# Critter Keeper Lighting?



## Aluyasha (Sep 2, 2010)

So Maxwell is in a 3 gallon critter keeper with heater and everything. My only problem is he has no light. So I put him in the kitchen so he is somewhat lit up but I never really get to see him.
I want to get him some type of lighting so he can go in the living room.
Any suggestions on what I can use? Perferably something that cannot melt the lid and is not blinding or requires alot of electricty. 
Here is the tank:


----------



## Micho (Aug 22, 2011)

Maybe a lamp with a 6500k fluorescent bulb? 

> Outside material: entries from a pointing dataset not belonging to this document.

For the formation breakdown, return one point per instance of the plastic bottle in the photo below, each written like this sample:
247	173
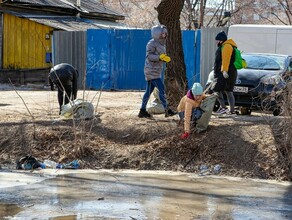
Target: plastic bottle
50	164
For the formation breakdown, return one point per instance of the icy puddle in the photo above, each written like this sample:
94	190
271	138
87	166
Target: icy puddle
88	194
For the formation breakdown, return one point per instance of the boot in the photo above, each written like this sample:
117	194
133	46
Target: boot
144	114
169	112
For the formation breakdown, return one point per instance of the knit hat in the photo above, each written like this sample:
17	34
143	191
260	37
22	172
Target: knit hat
221	36
197	89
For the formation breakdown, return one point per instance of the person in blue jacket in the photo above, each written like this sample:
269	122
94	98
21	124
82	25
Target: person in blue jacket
155	59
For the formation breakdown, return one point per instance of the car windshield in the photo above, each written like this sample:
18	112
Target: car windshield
264	62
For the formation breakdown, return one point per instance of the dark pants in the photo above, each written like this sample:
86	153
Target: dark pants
151	84
68	95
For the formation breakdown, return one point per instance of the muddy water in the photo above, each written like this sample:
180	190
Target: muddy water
87	194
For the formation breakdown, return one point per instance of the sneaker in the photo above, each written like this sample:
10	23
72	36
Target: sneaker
170	112
144	114
221	111
231	113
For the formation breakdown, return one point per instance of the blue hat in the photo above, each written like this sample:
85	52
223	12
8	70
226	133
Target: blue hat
197	89
221	36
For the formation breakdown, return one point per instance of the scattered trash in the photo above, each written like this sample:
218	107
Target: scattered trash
204	170
28	163
50	164
80	108
217	168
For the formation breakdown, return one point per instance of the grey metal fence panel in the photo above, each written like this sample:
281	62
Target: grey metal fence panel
208	49
70	47
1	41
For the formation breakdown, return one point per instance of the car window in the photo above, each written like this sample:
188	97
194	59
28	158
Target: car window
264	62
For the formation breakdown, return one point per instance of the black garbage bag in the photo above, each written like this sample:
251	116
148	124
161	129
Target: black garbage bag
27	163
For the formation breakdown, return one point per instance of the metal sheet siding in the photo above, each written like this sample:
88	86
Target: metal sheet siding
1	37
191	48
208	51
24	44
129	57
117	60
99	59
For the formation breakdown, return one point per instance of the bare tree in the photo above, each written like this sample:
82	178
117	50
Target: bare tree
169	12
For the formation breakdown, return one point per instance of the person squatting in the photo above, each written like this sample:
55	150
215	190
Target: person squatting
64	76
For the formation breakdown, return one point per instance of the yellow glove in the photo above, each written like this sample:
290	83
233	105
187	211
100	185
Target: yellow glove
164	58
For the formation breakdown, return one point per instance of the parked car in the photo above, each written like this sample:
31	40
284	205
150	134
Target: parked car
255	83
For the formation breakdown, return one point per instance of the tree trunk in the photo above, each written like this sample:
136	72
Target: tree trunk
175	75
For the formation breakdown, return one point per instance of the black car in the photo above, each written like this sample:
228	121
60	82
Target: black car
255	83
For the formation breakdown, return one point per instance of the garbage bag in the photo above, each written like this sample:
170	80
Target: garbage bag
155	106
207	106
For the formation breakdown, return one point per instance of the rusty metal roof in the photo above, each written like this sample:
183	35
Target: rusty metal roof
88	7
76	24
67	23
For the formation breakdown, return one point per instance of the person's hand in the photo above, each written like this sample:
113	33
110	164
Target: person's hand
185	135
225	75
164	58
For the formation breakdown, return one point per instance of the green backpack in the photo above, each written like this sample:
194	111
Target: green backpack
239	62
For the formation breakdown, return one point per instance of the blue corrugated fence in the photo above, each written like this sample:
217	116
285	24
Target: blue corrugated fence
115	58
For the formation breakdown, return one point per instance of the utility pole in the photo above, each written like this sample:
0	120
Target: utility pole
202	13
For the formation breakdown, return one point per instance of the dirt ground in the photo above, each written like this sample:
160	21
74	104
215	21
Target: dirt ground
243	146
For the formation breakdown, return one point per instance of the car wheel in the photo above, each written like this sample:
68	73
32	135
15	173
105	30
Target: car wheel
216	106
277	111
245	111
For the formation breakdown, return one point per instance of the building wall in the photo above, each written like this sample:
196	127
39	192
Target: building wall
25	43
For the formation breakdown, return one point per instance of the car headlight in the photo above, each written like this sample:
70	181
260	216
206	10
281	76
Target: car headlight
271	80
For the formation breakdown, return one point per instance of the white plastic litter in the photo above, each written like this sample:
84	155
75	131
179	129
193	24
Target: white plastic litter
80	108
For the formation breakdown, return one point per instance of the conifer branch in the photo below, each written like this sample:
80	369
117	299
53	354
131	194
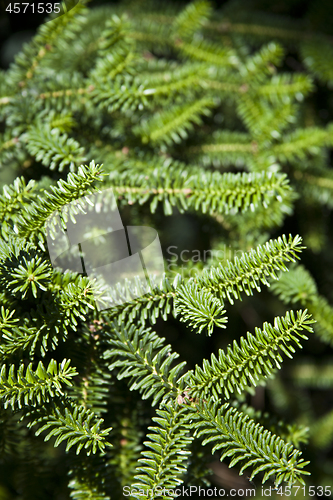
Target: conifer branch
246	441
246	362
34	387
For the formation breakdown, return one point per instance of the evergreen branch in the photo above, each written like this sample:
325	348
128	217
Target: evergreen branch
317	56
192	18
261	64
142	356
173	125
303	142
253	268
199	309
164	466
253	358
74	424
286	86
27	62
313	375
208	52
264	121
300	287
223	282
12	199
34	388
34	217
53	149
209	192
244	440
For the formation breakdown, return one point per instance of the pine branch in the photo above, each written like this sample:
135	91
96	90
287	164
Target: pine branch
247	362
74	424
53	149
33	218
140	355
34	388
209	192
243	440
300	287
164	466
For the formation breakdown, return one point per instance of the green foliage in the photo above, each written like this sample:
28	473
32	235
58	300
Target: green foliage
204	124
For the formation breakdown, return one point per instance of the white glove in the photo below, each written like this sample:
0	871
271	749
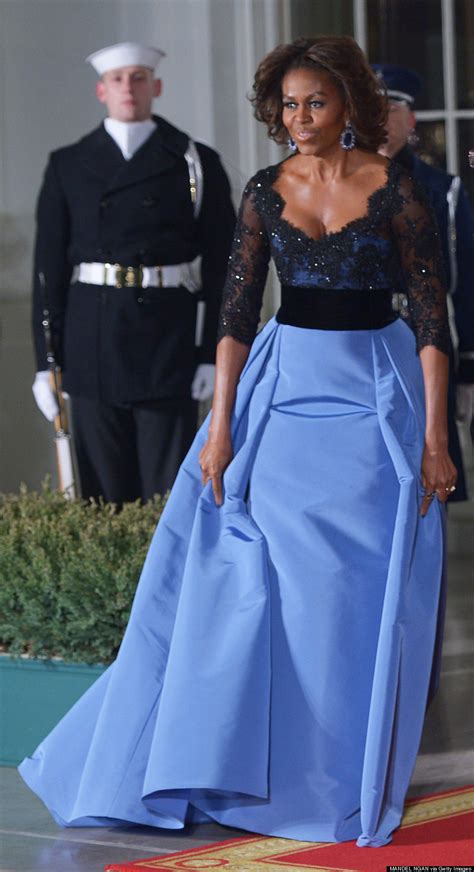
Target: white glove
44	395
465	403
203	382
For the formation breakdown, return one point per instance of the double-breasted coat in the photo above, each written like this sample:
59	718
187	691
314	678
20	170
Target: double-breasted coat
127	345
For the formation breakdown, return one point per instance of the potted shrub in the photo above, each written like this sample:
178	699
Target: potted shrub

Other than that I have no clue. :/


----------



## bastage (Oct 16, 2011)

Go to home depot & find a small LED light that can be sat on top of the lid on the clear flap.


----------



## Aluyasha (Sep 2, 2010)

My mom has a little fish tank hood that does not fit any of the tanks we own. I think it was for a tall 2 gallon. It has a fluorescent bulb I think.
Would that work?


----------



## laughing (Mar 12, 2011)

Lamp, LED light, mild sunlight, hooded light, etc all work  

The only problem with the hood is that if it doesn't fit just right you shouldn't use it. It's a serious hazard when not properly fitted.


----------



## Aluyasha (Sep 2, 2010)

Well if I use the hood it would just sit on top of the critter keeper lid.
I do not want to risk it dropping in of course.


----------



## laughing (Mar 12, 2011)

My point is that depending on the bulb it CAN melt the lid or will heat the water up... My 2.5's lighting gets hot, and heats up their water FAST. I'll have to switch out their bulbs to something more appropriate. (Flourescent, low heat, 6500k spectrum with some color.)


----------



## bettafish15 (Oct 3, 2010)

You could use a small, stylish lamp.


----------



## laughing (Mar 12, 2011)

bettafish15 said:


> You could use a small, stylish lamp.


That's my suggestion.. can choose an appropriate bulb, is fixated elsewhere, won't produce excessive heat to the tank, can be placed far enough away so it isn't hazardous.. etc,etc.. :thumbsup:


----------



## Aluyasha (Sep 2, 2010)

I will look into the lamp idea. 
I tried a lamp once before a while ago and it was really bright and made algea grow everywhere. lol


----------



## Tikibirds (May 26, 2011)

I have a desk lamp with one of those bendable necks, so i just position it above the flap part


----------



## Leeniex (Aug 14, 2011)

I keep my kritter keeper next to a table lamp, not too bright that it annoys Rex, but I can still see him well.


----------



## Myates (Aug 2, 2011)

I use desk lamps with max 40watt bulbs on mine. A little warmth, but it doesn't really affect the temp, nor will it heat the lid too much. I use seran wrap taped over the top with holes in it to keep in the humidity to help the labyrinth organ and 40w and under has no effect on it, melting wise.


----------



## ksage505 (Sep 19, 2011)

http://www.amazon.com/Lee-Kritter-Light/dp/B0002APZNA/ref=sr_1_9?ie=UTF8&qid=1319733599&sr=8-9

Lee makes a light specifically for the kritter keepers.


----------



## Leeniex (Aug 14, 2011)

ksage505 said:


> http://www.amazon.com/Lee-Kritter-Light/dp/B0002APZNA/ref=sr_1_9?ie=UTF8&qid=1319733599&sr=8-9
> 
> Lee makes a light specifically for the kritter keepers.


I never knew that, lol.


----------



## Sakura8 (May 12, 2011)

If you have a Penn-Plax New World Habitat as your Kritter Keeper, you can get the New World ThermaLight that fits onto the clear plastic flap. But from the looks of it, your kritter keeper is not a Penn-Plax. In that case, this might be your best bet. I've looked at it in the store and as near as I can tell, you stick this light on the tank wall INSIDE the tank. It won't be super bright but it does come in a variety of colors so you can get more than one. 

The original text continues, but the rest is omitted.